Pontypool (2008)
3/10
Went over my head. Can't understand the love.
4 September 2010
Warning: Spoilers
Pontypool is set in the small town of Pontypool in Ontario in Canada & starts as local radio station DJ Grany Mazzy (Stephen McHattie) drives into work during a snowstorm, it's winter & it's dark & cold & Mazzy hates the winter. Mazzy starts his show, his producer Sydney Briar (Lisa Houle) listens & looks on while his technician Laurel-Ann (Georgina Reilly) pushes the buttons that need pushing. Disturbing reports of strange incidents start coming into the station, reports & eyewitness accounts of riots where people chant random words & phrases while attacking other people & property. Neither Mazzy or Sydney know what to make of the reports or whether to even believe them but they soon find out the truth for themselves that an infection is spreading that turns people into mindless zombies...

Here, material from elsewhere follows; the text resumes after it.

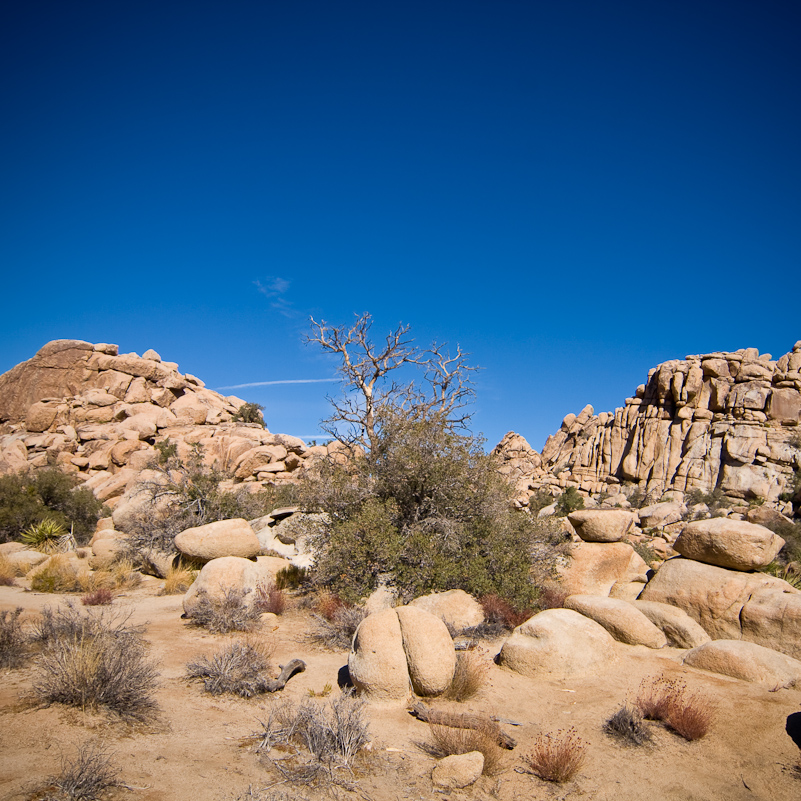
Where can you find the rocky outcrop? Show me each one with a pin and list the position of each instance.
(727, 421)
(91, 411)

This Canadian production was directed by Bruce McDonald & is a film that many seem to be raving about lavishing all sorts of praise on it, however I see things very differently to those people & thought Pontypool was boring tripe. For a start at over an hour & a half it's far too long, the first forty minutes is slow going with nothing more than the performances to maintain ones interest. Sure Mazzy tries to inject a little life into his boring radio show, from missing cats to what the weather is doing but ultimately I was bored & not captivated. An off-beat comic horror Pontypool presents an infection that is spread by certain words, now I don't know about anyone else I just found that concept extremely hard to relate to & like. I suppose if your looking for a deeper message then you could say Pontypool is a look at how the media can use words & phrases to infect us, to poison us, to manipulate us & change us but I actually think that's giving the film a bit too much credit. I seem to get the impression that a lot of people like Pontypool because it's different which it is, because it's original which, again, I suppose it is & that it's intelligent which I certainly don't think it is. Just because something is different doesn't mean it's great, Pontypool is a good example of this. The somewhat muddled plot has it's problems too, how do people get infected? Is it when they say a word or when they hear a word? What happens to them? Do they need to feed on other words or what? It's all rather vague & Pontypool finally descends into complete gibberish as Mzzy tries to, well, confuse everyone as he tries hard to make people not understand him (including us) but talking nonsense. Apart from it's quirkiness & a few nice lines here & there I can't say I liked Pontypool at all & found it a very frustrating, boring & unrewarding experience.

Set almost entirely in one single location Pontypool might have made a decent stage play but as a film I found it repetitive. The idea of experiencing an outbreak of a new infection through the ears of a confused & scared radio station employees over phone-ins, police reports & eye witness accounts is sound as an idea but talk about stretching it out. To be honest the likes of Night of the Living Dead (1968) & Return of the Living Dead (1985) are more credible, a zombie virus spread through certain words? A bizarre concept for sure that some seem to like & they are entitled to their opinion just as I am to mine. Forget about any proper horror, I didn't think it was scary although there is one jump moment near the start & there's no blood or gore either to speak of. I suppose some will find Pontypool tense as we hear the action unfold for the first forty five minutes rather than see it just like the radio station crew but again my argument is I just found it dull & boring.

With a supposed budget of about $1,500,000 this looks decent enough & has good production values but I still didn't like it. The acting is solid, Stephen McHattie in particular carries large chunks of the film on his own.

Pontypool is a film that seems to getting rave reviews but so what? If I didn't like it I didn't like it & no amount of people who write reviews online saying how good & scary Pontypool is are going to change my mind. I guess I am just offering an alternate view to the popular one, personally I didn't find it scary, refreshing or original at all but that's just me. A sequel, Pontypool Changes (2012) is listed as being in development.